Shake bottle before each use. Then take 12 drops under the tongue twice a day. Hold the liquid under your tongue for 20 seconds before swallowing. This allows the formula to penetrate through your endocrine glands. Then the active molecules are released directly into your bloodstream. This is how Nutronics Labs' liposome technology is able to deliver an enhanced bioavailability!
Tanejeva also tested the effect of deer antler velvet in athletes running three kilometer races. In the experiment, 50 men ran the distance and their completion time was recorded. Deer antler velvet extract was administered to half of the runners and the participants repeated the race.  The group receiving the Pantocrin completed the subsequent race in a faster average time.
Insulin-like Growth Factor 1 (IGF-1) is an anabolic molecule which appears to induce growth of the antlers themselves,[31][32] although testosterone may be the primary growth factor.[33] Currently, there is no evidence that serum IGF-1 is increased following Velvet Antler ingestion with one study using 1.5g of Velvet Antler for 11 weeks failing to increase serum IGF-1.[26]
In Asia, velvet antler is dried and sold as slices, or as a powder which may be boiled in water, usually with other herbs and ingredients, and consumed as a medicinal soup.[6] In the traditional commercial trade of Korea and China, whole stick antler velvet is divided into three sections based upon their supposed properties.

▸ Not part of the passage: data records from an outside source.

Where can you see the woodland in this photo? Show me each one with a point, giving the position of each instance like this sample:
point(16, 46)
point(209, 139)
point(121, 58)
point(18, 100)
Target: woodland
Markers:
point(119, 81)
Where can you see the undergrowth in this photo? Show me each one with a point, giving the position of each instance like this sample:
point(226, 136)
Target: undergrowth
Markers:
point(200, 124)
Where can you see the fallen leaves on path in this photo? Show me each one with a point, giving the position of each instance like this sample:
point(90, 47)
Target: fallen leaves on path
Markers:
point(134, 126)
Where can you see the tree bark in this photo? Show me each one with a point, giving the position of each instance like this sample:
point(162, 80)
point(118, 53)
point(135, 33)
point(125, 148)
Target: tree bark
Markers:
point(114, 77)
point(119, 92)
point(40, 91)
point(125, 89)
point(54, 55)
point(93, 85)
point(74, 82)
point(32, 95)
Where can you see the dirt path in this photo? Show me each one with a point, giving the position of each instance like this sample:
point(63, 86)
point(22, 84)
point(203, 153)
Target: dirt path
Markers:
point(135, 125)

Although there is an absence of uniform standardization, these sections are known as the wax piece (uppers or tips), the blood piece (middles), and the bone piece (bottoms): the wax piece may be marketed as a growth tonic for children, the blood piece supposedly for joint and bone health, and the bone piece supposedly for calcium deficiency and geriatric needs.[2][5][9] Early commercial activity in Russia between the 1930s and 1980s led to the production of an alcohol extract from deer antler velvet marketed under the Russian drug trade name Pantocrin (also pantocrine or pantokrin).[10][11]